ASML does not design or sell chips directly. Its technology enables the production of smaller and more power efficient processors. These processors are critical for modern AI workloads. Demand for EUV and advanced lithography capacity remains strong. Semiconductor manufacturers continue scaling production of next generation AI chips. This positions ASML as a key infrastructure stock linked to AI hardware growth..
9. Intel (INTC) — Established Chipmaker with AI Strategy
Intel remains one of the largest semiconductor companies globally, with a broad portfolio that includes CPUs, accelerators, and AI-supporting technologies. In the third quarter of 2025, Intel reported revenue of $13.7 billion, exceeding analyst expectations. Improved performance was driven by investments in AI related compute and broader strategic shifts. The company highlighted rising demand for compute and data center technologies. AI workloads are creating new opportunities across several Intel product lines.
Despite this progress, Intel faces competitive pressure from dedicated AI hardware companies and continues to restructure parts of its business to focus more on high-growth areas. This includes increased investments in purpose-built accelerators, ASICs, and foundry services to support customers pursuing AI and advanced computing tasks.
10. KLA Corporation (KLAC) — Semiconductor Equipment for AI Chip Production
KLA Corporation plays a critical role upstream in the AI hardware ecosystem by providing inspection and process-control equipment that semiconductor manufacturers rely on to produce advanced chips. In its first quarter of fiscal 2026, KLA reported total revenue of $3.21 billion with strong profitability, reflecting growth in demand for tools used in logic, memory, and advanced packaging production.
AI-driven growth in semiconductor fabrication is expected to support continued investment in the equipment needed to make next-generation chips. Because advanced nodes and packaging techniques are essential for high-performance AI processors, companies like KLA that enable these production steps are positioned to benefit from broader industry spending tied to AI compute. Analyst commentary reinforces KLA’s exposure to this trend, given its leading market share in chip inspection and metrology tools.
Key Revenue Summary (2025 / Latest Reported Data)

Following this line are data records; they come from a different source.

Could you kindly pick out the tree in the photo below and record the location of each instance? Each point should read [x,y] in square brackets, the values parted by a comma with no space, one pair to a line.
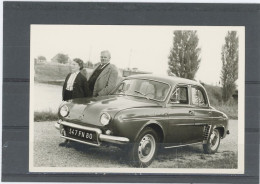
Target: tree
[184,56]
[229,72]
[60,58]
[89,64]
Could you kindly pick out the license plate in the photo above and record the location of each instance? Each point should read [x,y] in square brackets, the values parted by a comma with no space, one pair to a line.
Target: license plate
[82,135]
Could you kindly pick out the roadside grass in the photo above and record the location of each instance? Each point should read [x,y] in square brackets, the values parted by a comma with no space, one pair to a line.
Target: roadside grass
[45,116]
[224,160]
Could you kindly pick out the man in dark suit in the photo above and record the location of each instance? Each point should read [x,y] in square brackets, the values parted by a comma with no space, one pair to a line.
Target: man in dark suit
[104,77]
[75,85]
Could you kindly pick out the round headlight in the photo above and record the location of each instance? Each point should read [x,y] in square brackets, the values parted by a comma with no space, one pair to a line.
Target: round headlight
[64,111]
[105,118]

| Company | Most Recent Revenue (Annual or Quarterly) | Context/Notes |
|---|---|---|
| NVIDIA (NVDA) | ~$187 B TTM (2025) / $130.5 B FY2025 | Record growth driven by AI data center GPUs and accelerated computing. TTM = trailing 12 months. |
| AMD (AMD) | ~$25.8 B (2024) | Significant AI momentum with data center growth; expecting growth into next years. |
| TSMC (TSM) | ~$33.1 B Q3 2025 | Record quarterly revenue with strong demand from AI chip makers. |
| Broadcom (AVGO) | ~$63.9 B TTM (2025) / ~$18.0 B Q4 | AI semiconductor revenue up significantly YoY. |
| Micron (MU) | ~$13.64 B Q1 FY2026 | First quarter 2026 record revenue driven by AI demand. |
| Qualcomm (QCOM) | ~$44.3 B FY2025 | Traditional mobile strong, with AI acceleration expansion plans. |
| Marvell (MRVL) | ~$2.006 B Q2 FY2026 | Strong YoY growth in networking and data center silicon. |
| ASML (ASML) | ~€7.5 B Q3 2025 | Key lithography machine provider for advanced AI chips. |
| Intel (INTC) | ~$53.1 B (2024) | Broad compute revenue with AI accelerator strategy. |
| KLA (KLAC) | ~$3.21 B Q1 FY2026 | Equipment supplier to chipmakers building AI silicon. |
Conclusion
The revenue snapshot above highlights the scale and diversity of companies powering AI hardware compute in 2026.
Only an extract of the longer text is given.